The administration says the program will eventually save motorists more than $8,000 in fuel savings over the life of a given vehicle and reduce the nation's oil consumption by more than two million barrels a day. What's more, the Union of Concerned Scientists estimates the program will cut greenhouse-gas tailpipe emissions in half by 2025. "This groundbreaking program will result in vehicles that use less gas, travel farther and provide more efficiency for consumers than ever before - all while protecting the air we breathe and giving automakers the regulatory certainty to build the cars of the future here in America," says U.S. Department of Transportation Secretary Ray LaHood.

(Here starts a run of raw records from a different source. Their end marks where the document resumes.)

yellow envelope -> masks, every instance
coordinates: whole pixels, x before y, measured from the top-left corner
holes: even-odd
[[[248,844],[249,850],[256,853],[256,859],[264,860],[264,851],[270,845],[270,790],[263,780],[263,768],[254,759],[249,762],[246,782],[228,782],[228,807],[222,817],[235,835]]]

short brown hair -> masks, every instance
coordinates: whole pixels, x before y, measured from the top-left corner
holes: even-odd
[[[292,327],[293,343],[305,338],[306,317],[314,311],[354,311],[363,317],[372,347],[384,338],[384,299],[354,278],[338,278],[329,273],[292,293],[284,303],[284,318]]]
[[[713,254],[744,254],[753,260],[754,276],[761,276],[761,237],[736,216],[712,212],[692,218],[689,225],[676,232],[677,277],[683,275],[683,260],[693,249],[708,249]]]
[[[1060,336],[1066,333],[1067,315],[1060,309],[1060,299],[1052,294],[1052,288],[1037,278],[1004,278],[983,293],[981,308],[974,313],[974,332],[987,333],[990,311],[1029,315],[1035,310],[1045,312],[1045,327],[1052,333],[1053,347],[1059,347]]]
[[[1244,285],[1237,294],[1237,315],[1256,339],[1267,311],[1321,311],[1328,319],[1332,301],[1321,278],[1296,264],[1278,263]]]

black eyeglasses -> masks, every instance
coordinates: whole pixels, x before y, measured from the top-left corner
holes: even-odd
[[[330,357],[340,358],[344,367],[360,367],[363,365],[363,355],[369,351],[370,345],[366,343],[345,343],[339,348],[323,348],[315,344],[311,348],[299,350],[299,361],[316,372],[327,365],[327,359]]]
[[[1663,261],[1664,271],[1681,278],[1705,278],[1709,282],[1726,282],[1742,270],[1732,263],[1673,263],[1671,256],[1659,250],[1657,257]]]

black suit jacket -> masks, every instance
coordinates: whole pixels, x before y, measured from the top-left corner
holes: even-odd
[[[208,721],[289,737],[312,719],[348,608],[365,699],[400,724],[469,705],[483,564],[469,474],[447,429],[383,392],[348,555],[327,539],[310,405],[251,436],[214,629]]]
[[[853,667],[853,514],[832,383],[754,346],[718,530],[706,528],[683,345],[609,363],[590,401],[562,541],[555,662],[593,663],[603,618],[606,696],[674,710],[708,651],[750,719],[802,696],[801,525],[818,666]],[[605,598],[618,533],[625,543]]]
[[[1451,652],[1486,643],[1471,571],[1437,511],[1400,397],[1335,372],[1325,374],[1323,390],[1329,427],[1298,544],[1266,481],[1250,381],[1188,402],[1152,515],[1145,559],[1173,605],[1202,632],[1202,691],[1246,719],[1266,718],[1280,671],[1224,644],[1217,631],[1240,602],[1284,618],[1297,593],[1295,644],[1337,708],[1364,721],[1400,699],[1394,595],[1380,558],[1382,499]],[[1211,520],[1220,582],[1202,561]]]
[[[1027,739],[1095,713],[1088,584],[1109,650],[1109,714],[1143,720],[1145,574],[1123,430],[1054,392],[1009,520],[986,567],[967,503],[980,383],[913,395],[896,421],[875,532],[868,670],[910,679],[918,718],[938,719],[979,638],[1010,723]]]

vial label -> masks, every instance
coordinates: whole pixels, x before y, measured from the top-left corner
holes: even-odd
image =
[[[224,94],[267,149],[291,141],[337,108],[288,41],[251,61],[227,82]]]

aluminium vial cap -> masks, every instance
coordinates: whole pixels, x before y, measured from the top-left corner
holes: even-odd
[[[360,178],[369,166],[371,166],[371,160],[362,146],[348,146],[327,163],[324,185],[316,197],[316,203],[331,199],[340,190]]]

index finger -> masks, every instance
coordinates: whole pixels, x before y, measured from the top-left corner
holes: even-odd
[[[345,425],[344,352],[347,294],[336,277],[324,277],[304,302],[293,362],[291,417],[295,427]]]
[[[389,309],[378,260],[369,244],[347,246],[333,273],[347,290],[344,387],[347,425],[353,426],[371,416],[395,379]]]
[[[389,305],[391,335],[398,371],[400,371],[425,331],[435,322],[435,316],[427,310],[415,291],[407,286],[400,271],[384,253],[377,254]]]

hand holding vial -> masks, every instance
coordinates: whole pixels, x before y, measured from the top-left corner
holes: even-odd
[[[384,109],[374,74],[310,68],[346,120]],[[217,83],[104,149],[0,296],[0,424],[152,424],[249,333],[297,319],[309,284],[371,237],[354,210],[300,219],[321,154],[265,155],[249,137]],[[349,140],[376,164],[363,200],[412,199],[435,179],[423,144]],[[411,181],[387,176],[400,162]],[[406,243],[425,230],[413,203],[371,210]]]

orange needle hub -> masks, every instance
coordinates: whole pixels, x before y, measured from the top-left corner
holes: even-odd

On the other hand, critics contest the new requirements could drive up the price of a new car beyond some families' reach. The National Automobile Dealers Association estimates the average car's sticker price could rise by around $3,000 once the new rules are phased in. "This increase shuts almost seven million people out of the new car market entirely and prevents many millions more from being able to afford new vehicles that meet their needs," says NADA chairman Bill Underriner. What's more, NADA fears that new cars priced at around $15,000 or less could effectively be legislated out of existence because of the costlier standards.
But how will automakers - most of which have agreed to the new standards - be able to build cars and trucks that get an average of 54.5 mpg? For starters, given the ways the government rates and measures fuel economy, expect tomorrow's cars to average closer to 40 mpg in "real world" use. Many compact cars already get that much in highway driving, with a few midsize sedans able to get 35 mpg or better.
For starters, tomorrow's cars and trucks will become both smaller and lighter in weight, with the latter coming via extensive use of aluminum, carbon fiber and composites instead of steel. All else being equal, experts say decreasing a vehicle's weight by 10 percent enables about a three percent increase in fuel economy. Also expect to see more aerodynamic designs that allow vehicles - especially otherwise slab-shaped trucks and SUVs - to minimize drag at higher speeds for the sake of added efficiency.
Engines will likewise become smaller, but they will incorporate a plethora of technology to help maximize their performance. We're already seeing turbo-charged four-cylinder engines replacing V6 engines in many midsize cars; the Ford F150 full-size pickup's available turbo-V6 engine affords V8-like acceleration and boasts a maximum 11,300-pound tow rating.
Expect more engines to come with technology that automatically deactivates select cylinders at cruising speeds to save gas. This technology also shuts down the engine altogether when it's idle. Electric power steering that affords less drag on an engine than a conventional belt-driven system will become more common. Future automatic transmissions could offer as many as 10 forward speeds to enable smoother operation with reduced fuel consumption. Smaller cars will increasingly use lighter-weight continuously variable transmissions that eschew conventional gears for a belt and a set of pulleys to maximize both their acceleration and mileage.
What's more, we'll likely see additional "clean diesel" models on the market like the Volkswagen Passat TDI midsize sedan that combines quick acceleration with impressive fuel economy at 31-city/43-highway mpg. Lower battery prices expected in the coming years should likewise help make electrified cars - especially plug-in hybrids that get the equivalent of 100 mpg and full electric models that use no gasoline whatsoever - more prevalent and popular.